Dentro de la narrativa, también podemos observar similares tratamientos a los establecidos de modo general. Así, la personificación o la animalización de las cosas es una característica habitual en la literatura fantástica, desde sus inicios míticos grecolatinos. Las cualidades de transformación admiten muchas variantes, desde la ovidiana clásica hasta el método paranoico-crítico de Dalí, que favorece el deslizamiento por el cual “una cosa acaba convirtiéndose en otra” (Ramírez 25).
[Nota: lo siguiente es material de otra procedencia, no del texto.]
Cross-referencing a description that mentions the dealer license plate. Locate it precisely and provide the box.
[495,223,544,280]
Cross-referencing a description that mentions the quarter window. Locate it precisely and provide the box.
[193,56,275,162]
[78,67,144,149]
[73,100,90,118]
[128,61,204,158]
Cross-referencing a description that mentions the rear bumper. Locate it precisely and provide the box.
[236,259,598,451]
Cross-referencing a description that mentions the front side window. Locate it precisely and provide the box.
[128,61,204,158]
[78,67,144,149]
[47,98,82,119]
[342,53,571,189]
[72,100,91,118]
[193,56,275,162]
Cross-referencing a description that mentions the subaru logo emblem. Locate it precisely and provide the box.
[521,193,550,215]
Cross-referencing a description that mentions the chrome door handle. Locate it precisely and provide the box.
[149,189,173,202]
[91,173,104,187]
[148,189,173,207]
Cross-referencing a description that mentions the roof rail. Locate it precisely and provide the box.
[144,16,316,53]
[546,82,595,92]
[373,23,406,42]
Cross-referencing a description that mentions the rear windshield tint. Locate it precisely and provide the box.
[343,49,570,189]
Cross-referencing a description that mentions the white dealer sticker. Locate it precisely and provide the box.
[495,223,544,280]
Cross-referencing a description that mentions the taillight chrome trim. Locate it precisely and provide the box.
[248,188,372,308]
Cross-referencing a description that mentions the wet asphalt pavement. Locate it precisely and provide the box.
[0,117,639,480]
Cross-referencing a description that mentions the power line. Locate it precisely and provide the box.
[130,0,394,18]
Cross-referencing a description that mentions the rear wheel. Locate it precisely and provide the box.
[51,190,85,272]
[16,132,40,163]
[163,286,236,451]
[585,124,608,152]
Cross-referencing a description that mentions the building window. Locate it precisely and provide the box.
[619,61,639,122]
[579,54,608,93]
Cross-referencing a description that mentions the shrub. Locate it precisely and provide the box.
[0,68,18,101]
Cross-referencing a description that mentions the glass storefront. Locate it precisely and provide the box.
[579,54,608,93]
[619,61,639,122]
En el caso de los objetos proyectados simbólicos o mitificados, los narradores son tan conscientes como los poetas de las posibilidades de reverberación, y las utilizan de forma constante, como el argentino Bruno Galindo (38). Respecto a la proyección reveladora de los objetos, es frecuente como modo de reflejar afectos, cualidades, circunstancias o defectos de los personajes: “Su infancia recuperada a través no de recuerdos personales sino de objetos y lugares personales que se recuerdan, de reinventadas partes reales” (Fresán 366).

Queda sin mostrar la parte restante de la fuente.